Immigrant communities, for instance, often lack credit histories, which severely limits their ability to access loans or credit. Many of them resort to informal financial practices—sending money home or making unnecessary purchases because they don’t know how to start building their financial future.
After completing over a hundred one-on-one interviews and distributing surveys to thousands more, I felt a strong pull to address this issue. The constant repetition of this pain point reinforced my belief that there was a genuine problem here, even if I didn’t yet have the exact solution. My conviction grew, and I became obsessed with solving this. I realized I was ready to pursue Bloom full-time because this wasn’t just a business idea—it was a problem that mattered deeply to me.
Anais: How did raising capital change things, and what challenges came afterward?
Nina: Raising capital was incredibly difficult. As a woman, a woman of color, and someone building for communities of color, I faced a triple barrier in the fundraising landscape. The typical investor doesn’t necessarily understand the background and unique needs of my target demographic.
Statistics around venture funding for female founders are grim, and I was very aware of the extra hurdles I’d face. One thing I quickly learned was the importance of storytelling—how you frame your narrative changes depending on who you’re speaking to.
For instance, an investor from an immigrant background might resonate more with the personal struggles of our customers, while a different audience might need a different starting point to understand the value.
After securing funding, I had to shift my mindset. Venture capital is designed to fuel rapid growth and development. For Bloom, we needed capital to cover essential, high-cost regulatory requirements, like compliance teams and licensing fees, that I couldn’t bootstrap alone. But taking venture capital also meant that I had to balance my vision with the expectations of the investors, which are primarily centered around growth and a high return on investment.
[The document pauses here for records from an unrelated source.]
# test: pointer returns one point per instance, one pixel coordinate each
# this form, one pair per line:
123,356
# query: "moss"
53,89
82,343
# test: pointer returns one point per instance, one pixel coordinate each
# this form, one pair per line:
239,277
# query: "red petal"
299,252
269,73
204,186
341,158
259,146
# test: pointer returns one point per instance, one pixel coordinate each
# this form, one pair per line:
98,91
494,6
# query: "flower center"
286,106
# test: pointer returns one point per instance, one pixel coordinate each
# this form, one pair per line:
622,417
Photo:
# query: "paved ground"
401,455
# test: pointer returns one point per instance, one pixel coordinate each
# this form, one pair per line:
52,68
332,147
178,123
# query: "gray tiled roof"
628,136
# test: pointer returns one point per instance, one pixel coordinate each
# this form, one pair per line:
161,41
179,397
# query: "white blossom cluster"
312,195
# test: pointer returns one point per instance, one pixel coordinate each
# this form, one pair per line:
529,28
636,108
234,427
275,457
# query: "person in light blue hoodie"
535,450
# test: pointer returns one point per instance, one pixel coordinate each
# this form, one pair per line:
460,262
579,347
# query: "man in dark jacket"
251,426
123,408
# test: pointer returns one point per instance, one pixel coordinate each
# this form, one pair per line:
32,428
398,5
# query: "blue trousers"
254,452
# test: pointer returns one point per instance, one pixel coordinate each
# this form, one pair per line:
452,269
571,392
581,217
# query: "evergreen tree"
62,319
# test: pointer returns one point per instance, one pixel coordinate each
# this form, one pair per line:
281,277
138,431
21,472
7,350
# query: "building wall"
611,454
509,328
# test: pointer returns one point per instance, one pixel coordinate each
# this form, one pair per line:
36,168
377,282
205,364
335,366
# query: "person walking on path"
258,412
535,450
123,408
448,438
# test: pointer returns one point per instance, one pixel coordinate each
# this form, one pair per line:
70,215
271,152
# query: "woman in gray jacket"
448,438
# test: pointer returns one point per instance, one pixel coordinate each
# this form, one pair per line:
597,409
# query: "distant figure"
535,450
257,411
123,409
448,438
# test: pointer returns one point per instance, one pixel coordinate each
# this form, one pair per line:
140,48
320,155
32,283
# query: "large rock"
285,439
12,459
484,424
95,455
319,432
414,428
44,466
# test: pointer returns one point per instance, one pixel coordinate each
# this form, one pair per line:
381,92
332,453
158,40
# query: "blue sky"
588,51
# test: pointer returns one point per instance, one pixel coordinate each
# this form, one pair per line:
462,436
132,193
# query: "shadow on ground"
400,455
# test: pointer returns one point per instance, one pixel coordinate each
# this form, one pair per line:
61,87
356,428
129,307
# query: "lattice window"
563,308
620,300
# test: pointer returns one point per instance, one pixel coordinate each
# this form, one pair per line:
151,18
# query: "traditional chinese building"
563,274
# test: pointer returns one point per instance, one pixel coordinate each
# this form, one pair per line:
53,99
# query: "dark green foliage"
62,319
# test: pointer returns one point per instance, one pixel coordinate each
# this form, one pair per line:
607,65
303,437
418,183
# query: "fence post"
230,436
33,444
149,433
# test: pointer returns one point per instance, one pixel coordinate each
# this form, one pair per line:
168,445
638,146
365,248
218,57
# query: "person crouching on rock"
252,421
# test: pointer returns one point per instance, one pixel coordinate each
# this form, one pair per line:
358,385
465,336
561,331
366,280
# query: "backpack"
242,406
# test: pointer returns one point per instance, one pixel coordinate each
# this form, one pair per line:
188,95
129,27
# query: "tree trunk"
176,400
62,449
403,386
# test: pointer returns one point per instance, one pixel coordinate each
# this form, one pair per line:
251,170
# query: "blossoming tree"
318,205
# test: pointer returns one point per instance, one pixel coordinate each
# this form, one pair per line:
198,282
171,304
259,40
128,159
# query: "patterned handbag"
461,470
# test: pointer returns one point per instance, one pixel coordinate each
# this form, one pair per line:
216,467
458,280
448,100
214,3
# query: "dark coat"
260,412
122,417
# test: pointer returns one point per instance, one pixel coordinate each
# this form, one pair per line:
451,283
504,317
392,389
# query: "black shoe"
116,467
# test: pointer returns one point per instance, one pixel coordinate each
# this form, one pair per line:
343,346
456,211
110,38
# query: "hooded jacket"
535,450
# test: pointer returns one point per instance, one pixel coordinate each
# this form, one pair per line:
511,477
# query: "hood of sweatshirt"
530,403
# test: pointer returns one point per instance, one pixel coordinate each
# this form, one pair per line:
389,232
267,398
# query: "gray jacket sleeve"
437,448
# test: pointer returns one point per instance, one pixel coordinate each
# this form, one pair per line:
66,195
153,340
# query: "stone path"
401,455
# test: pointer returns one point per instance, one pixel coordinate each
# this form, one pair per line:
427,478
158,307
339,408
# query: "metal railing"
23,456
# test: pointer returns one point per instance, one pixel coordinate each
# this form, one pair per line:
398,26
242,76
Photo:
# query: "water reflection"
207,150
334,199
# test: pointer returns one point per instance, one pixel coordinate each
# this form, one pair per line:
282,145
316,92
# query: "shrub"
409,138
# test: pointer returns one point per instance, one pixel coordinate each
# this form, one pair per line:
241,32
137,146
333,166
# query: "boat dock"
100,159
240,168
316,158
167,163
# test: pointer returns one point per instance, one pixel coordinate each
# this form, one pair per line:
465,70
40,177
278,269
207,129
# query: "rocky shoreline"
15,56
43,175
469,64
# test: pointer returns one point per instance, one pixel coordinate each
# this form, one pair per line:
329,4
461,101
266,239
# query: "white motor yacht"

However, the macro environment shifted dramatically in 2022 and 2023, when interest rates shot up, and the focus shifted from growth to profitability. This meant constantly recalibrating, as the expectations of venture capital can be demanding, and those goalposts shift based on external factors and investor priorities. It’s challenging, as you lose some autonomy over the company’s direction, but it’s part of the journey with venture funding.
Anais: One piece of advice for aspiring women entrepreneurs?
Nina: You can do it. Founding something will likely be the hardest thing you’ve ever done, and it will test your resilience in ways you can’t predict. It’s vital to stay focused on solving the problem, not getting attached to a particular solution. That obsession with the problem will keep you going, even during the most challenging times. And remember, having a support system is crucial—friends, family, or a network that keeps you grounded and pushes you forward when things get tough.
A big thank you to Nina Mohanty for sharing part of her journey with us and many others.